There is an evident temporal disjuncture between how extant politics is positioned in time and the moment of an ever-accelerating end times. Effectively, political institutions, their theory and practice, are out-of-step with terminal speeding "defuturing" events. As the book makes clear, this situation needs to be fully recognised. At the same time, there are visions and political positions presenting themselves as directing what will come after the end times. Viewing these positions indicates that the future will be plural and contested. In one direction, technology and corporations will become even more powerful (as a critique of the literature on "accelerationism" shows). But at the other extreme, a huge swathe of displaced humanity is almost certain to be abandoned.
In the face of these prospects, new political thinking and practices are essential. But this will not come from the existing political paradigm. Such change needs a new political imagination. Responding to this need is a primary focus of the book. To do this, the influence of Spinoza on political imagination provides a key point of engagement and departure.

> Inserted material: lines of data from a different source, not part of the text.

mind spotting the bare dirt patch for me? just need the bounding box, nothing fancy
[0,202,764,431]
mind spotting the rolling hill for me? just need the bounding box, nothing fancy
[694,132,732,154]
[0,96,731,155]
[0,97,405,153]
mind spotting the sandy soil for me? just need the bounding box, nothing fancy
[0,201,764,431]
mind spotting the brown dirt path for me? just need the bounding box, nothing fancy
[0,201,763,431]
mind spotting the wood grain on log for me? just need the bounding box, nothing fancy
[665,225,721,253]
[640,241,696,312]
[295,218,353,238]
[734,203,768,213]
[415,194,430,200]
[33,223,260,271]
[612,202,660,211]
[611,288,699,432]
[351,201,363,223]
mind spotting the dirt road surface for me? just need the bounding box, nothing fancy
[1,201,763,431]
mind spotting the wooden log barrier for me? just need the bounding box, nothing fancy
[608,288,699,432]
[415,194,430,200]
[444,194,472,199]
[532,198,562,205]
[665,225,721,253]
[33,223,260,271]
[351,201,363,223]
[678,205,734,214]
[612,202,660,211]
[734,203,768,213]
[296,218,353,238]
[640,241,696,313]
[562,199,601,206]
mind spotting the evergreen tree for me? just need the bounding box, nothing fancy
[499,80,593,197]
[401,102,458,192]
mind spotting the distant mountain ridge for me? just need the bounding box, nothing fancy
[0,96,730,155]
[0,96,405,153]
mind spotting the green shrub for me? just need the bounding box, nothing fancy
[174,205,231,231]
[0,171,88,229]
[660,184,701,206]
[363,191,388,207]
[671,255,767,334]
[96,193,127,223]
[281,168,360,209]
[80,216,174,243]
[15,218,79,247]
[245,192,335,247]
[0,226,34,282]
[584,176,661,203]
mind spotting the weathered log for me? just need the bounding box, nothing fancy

Tony Fry's "Political Breakout" strikes like a hammer; it shatters the political paradigms, technocratic illusions, and the cult of ongoing progress, the brittle idols of our time. This book speaks to those willing to stare into the abyss of current crises, confront existential challenges, and find the strength to create anew. Fry calls for rejecting the slavish comforts yet destructive habitus of political thought and action that perpetuates the negation of humanity's futures. Instead, he advocates for creating a pragmatic vision-a geometry of change-to address the compound of interconnected crises that shape our epoch.
"Political Breakout" dares readers to embrace the dangerous yet exhilarating task of re-imagining the world so there can be a future world. At its core, Fry's work is a 'Dionysian' affirmation of life amidst profound crises, embodying an act of will that seeks to overcome, rather than simply endure, our current precarious conditions of being.